Exercise of discretion

The Court found that it was unnecessary to decide on the issue of control as it would not be exercising its discretion to allow a derivative action in any event.

First, the Plaintiff’s application for leave to bring a derivative action was premature as it had failed to exhaust all alternative remedies.

  1. If there is an adequate remedy available to the minority shareholder, it should generally not be allowed to resort to a derivative action.
  2. This alternative must be a viable remedy, though it need not necessarily be a better option.
  3. Here, it was unclear who had the power to determine whether to bring an action against the Defendant. The Shareholders’ Agreement provided for arbitration to decide such disputes.
  4. The Plaintiff would only be unable to bring an action against the Defendant if the arbitrator’s decision had gone against the Plaintiff. Therefore, the Plaintiff should have brought this question for determination under the arbitration clause before applying for a derivative action.

Second, the Court found that the Plaintiff was not acting bona fide in bringing the action against the Defendant.

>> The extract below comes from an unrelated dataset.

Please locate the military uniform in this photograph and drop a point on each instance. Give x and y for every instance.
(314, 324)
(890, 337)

  1. The derivative action is an equitable device, and anyone seeking to use it must do so in the best interests of the company and not for some ulterior purpose.
  2. The Court determined that the Plaintiff had not disclosed its real motive for the derivative action. NGS had been faithfully paying its charter hire, and it was difficult to understand why the Plaintiff should insist on being paid by BGP instead.
  3. Further, the Plaintiff threw numerous unjustified and unsupported accusations at the Defendant, and its actions were inconsistent with the interests of NIL.

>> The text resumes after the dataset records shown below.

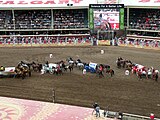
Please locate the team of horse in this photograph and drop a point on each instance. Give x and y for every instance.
(100, 69)
(24, 68)
(138, 69)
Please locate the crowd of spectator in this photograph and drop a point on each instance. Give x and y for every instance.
(43, 19)
(44, 39)
(64, 19)
(6, 19)
(34, 19)
(147, 19)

Therefore, the Court declined to exercise its discretion to grant leave for the Plaintiff to bring a derivative action on behalf of NIL.

Concluding Words

A company is controlled by its shareholders, and the Court will not override the will of the majority in favour of the will of the minority unless the circumstances truly warrant it. Therefore, parties applying for a derivative action cannot do so in haste, and certainly cannot do so with any underlying ulterior motive. Derivative actions are not tools to allow “backseat drivers” to steer the corporate vehicle.

Nonetheless, the Court has also demonstrated that it is aware of the difficulties of the minority in bringing derivative actions, and of the corporate realities behind such situations. Andrew Ang J recognized that the ‘majority controllers’ of a company need not be an actual numerical majority, and could exert control in other ways. He also raised the view that ‘fraud against the minority’ could refer to a breach of director’s duties combined with an attempt to stifle any action. This is in keeping with the spirit of derivative actions, which is to allow a corporate entity to protect itself where its decision makers are acting against its interests.

Note that this case considers common law derivative actions, as opposed to statutory derivative actions, as provided for under section 216A of the Companies Act. The elements of the tests for both forms of derivative actions are largely similar, such as the essential requirements of good faith and a reasonable case against the defendant. For an analysis of the operation of the statutory derivative action, please refer to our previous Update of Poondy Radhakrishnon and Another v Sivapiragasam s/o Veerasingam and Another [2009] SGHC 228.

The statutory derivative action has a number of additional benefits: it provides that the Court may order the company to pay all reasonable legal fees and disbursements, and also avoids the difficult question of standing encountered in Foss v Harbottle. Therefore, it appears to be the preferred form of derivative action in Singapore today. However, this option is not available to companies incorporated outside of Singapore, for which the recourse of common law derivative actions must be sought.